App | 中文 |
HOME >> STATE COUNCIL >> MINISTRIES

Guideline issued to evaluate tax performance of companies

Wang Yanfei
Updated: Jul 13,2016 9:08 AM     China Daily

The nation’s top tax authorities issued a guideline on July 12 for evaluating domestic and foreign companies’ tax performance in light of incentives.

It’s the latest step toward a transparent credit reporting system.

The new guideline is part of an effort to build a credit reporting system in which all companies and individuals are enrolled in a national credit information database by the end of 2020, according to Wang Lujin, spokesman for the State Administration of Taxation.

Under the rating system introduced by the administration, companies with the highest credit ratings are able to enjoy up to 41 incentives in 18 fields that cover financing, investment and streamlined approvals and environmental reviews on construction projects. Credit assessments will be updated annually, under the guideline.

Xu Kunlin, deputy secretary-general of the National Development and Reform Commission, said the guideline encourages companies to pay taxes as required by law and to close loopholes that foster tax evasion.

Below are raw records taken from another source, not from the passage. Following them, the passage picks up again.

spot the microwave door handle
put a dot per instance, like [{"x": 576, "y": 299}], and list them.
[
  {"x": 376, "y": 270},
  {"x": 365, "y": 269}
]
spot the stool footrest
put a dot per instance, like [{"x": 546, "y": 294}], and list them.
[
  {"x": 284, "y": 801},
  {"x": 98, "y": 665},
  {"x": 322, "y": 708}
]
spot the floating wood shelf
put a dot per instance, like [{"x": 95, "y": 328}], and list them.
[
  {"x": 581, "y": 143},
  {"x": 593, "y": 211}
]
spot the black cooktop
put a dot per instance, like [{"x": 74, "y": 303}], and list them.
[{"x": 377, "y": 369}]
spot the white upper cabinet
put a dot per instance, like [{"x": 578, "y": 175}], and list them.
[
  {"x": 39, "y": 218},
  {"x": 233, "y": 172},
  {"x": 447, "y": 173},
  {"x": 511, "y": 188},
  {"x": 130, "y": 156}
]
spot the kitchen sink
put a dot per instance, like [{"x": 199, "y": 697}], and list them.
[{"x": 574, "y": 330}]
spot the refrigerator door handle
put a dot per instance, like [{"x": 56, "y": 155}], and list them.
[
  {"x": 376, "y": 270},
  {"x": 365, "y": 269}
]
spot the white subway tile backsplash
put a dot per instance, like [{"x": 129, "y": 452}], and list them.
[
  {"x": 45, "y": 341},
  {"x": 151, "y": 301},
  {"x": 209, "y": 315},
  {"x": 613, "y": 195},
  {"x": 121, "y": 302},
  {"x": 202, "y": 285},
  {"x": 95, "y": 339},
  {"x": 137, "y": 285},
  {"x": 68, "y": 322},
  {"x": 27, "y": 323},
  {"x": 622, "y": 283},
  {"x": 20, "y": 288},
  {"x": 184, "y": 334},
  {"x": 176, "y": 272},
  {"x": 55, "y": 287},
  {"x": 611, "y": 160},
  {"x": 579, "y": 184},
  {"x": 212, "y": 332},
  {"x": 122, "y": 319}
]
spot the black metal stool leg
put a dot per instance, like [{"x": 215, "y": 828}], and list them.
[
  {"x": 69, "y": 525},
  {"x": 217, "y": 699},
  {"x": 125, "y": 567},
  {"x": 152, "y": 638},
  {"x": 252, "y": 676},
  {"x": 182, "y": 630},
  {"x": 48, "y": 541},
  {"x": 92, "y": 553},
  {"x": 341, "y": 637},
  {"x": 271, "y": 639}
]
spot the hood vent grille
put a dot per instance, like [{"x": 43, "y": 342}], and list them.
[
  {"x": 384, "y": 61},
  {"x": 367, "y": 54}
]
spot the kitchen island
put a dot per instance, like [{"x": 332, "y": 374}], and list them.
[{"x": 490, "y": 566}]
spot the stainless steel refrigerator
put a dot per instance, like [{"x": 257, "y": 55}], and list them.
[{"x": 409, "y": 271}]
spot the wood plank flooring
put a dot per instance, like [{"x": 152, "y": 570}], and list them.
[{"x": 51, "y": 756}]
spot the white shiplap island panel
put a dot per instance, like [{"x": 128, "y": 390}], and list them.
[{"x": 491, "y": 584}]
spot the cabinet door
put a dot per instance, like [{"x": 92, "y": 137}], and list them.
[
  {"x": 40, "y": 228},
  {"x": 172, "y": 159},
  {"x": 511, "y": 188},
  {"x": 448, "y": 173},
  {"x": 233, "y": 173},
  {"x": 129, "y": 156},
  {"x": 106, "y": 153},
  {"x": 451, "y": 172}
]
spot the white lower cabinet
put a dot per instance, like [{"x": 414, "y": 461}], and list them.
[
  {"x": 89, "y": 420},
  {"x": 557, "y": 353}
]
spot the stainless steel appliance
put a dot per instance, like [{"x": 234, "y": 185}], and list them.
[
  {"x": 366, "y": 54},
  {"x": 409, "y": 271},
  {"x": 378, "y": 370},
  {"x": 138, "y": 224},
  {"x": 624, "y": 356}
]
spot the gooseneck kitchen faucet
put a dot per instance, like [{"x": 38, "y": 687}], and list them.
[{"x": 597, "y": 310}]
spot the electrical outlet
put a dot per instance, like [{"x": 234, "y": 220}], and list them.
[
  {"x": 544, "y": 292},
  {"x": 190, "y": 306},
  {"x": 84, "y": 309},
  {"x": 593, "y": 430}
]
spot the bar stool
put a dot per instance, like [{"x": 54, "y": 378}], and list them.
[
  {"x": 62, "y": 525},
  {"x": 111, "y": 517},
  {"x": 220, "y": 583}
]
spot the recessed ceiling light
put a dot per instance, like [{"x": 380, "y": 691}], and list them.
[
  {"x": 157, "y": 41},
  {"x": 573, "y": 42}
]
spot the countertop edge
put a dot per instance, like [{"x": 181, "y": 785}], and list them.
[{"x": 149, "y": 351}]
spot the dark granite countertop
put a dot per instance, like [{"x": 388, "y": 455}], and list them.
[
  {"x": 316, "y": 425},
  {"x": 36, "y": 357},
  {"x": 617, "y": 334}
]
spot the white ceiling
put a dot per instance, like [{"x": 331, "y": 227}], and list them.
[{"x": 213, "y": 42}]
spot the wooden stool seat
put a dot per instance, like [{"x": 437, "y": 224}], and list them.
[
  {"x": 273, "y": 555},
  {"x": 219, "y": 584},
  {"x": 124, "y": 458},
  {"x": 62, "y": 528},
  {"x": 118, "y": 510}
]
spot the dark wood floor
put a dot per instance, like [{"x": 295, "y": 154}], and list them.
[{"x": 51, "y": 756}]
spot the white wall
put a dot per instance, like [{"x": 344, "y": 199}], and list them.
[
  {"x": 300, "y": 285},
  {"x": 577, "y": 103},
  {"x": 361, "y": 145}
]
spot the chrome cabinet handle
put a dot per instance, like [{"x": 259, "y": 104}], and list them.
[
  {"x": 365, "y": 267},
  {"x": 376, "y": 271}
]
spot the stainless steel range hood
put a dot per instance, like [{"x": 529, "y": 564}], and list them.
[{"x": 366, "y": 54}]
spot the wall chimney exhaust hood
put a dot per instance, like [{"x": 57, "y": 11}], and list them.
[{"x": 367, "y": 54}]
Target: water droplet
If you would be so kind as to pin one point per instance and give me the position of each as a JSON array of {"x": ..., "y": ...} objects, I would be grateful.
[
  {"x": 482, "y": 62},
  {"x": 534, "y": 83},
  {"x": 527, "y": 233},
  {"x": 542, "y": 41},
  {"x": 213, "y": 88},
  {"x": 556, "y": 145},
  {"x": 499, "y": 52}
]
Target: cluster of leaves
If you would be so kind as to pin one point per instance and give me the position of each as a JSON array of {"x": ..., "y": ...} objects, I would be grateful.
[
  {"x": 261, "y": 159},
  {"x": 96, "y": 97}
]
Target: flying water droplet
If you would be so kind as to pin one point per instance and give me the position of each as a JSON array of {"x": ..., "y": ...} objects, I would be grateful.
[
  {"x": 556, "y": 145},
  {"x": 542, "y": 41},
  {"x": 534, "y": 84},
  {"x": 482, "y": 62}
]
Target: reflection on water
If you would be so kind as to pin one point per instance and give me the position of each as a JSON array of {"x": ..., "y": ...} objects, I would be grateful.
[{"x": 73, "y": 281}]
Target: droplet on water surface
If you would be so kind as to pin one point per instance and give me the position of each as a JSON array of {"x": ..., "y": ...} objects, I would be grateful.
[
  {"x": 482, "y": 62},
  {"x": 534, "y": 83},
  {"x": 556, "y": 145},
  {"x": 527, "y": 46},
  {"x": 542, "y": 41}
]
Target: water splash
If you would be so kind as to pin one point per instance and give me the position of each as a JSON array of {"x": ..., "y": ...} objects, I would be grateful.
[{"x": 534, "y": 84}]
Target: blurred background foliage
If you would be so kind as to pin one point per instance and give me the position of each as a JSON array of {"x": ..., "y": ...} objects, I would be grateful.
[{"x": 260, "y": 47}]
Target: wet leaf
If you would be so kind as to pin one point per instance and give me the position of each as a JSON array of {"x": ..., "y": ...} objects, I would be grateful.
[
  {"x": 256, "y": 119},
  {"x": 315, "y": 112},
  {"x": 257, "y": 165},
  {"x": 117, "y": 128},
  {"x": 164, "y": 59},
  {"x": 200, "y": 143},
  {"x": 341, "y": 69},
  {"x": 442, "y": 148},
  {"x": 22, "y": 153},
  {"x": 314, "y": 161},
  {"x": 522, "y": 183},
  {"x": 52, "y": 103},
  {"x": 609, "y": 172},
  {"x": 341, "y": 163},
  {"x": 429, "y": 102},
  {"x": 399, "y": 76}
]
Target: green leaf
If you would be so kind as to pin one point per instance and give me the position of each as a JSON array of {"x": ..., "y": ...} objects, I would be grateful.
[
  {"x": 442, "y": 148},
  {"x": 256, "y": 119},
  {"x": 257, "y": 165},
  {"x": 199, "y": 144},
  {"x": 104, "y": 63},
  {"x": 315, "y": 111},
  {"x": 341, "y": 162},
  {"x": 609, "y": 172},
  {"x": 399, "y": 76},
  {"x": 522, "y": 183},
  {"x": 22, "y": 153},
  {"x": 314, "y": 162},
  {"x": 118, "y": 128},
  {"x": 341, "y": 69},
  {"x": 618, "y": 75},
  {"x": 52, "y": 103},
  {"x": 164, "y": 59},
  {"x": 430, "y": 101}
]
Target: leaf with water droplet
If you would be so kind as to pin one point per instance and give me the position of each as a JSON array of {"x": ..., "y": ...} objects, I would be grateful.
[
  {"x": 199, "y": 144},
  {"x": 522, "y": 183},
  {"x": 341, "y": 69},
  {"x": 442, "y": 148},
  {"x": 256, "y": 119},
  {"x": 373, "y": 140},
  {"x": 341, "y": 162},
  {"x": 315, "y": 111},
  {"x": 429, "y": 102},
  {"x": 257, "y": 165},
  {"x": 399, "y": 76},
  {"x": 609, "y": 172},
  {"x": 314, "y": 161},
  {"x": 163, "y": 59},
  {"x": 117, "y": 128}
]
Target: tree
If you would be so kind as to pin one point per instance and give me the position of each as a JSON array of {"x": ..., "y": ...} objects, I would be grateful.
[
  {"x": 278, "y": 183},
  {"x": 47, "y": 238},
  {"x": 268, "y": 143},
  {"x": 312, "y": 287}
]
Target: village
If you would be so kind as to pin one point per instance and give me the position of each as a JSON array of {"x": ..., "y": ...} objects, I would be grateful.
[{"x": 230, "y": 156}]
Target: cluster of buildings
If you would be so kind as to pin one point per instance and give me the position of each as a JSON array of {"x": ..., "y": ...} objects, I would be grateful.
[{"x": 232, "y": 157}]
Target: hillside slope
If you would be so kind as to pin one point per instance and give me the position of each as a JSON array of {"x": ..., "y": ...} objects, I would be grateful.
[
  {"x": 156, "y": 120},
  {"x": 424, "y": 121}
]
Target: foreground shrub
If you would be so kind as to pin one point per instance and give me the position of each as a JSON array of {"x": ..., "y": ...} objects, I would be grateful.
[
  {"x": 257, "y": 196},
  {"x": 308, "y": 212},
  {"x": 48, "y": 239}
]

While ratings-from A to D-have been given yearly since 2003, the guideline is the latest and most comprehensive in laying out specific criteria, Xu said.

Han Guorong, deputy head of the Taxpayer Service Department of the administration, said that banks will be able to better evaluate enterprises’ credit performance in the future after the administration submits credit information to the China Banking Regulatory Commission, the nation’s top banking regulator.

“That can be particularly helpful for small and medium enterprises with good credit, though they may find it hard to get financing or benefits compared with large-scale State-owned enterprises amid economic downward pressure,” said Han.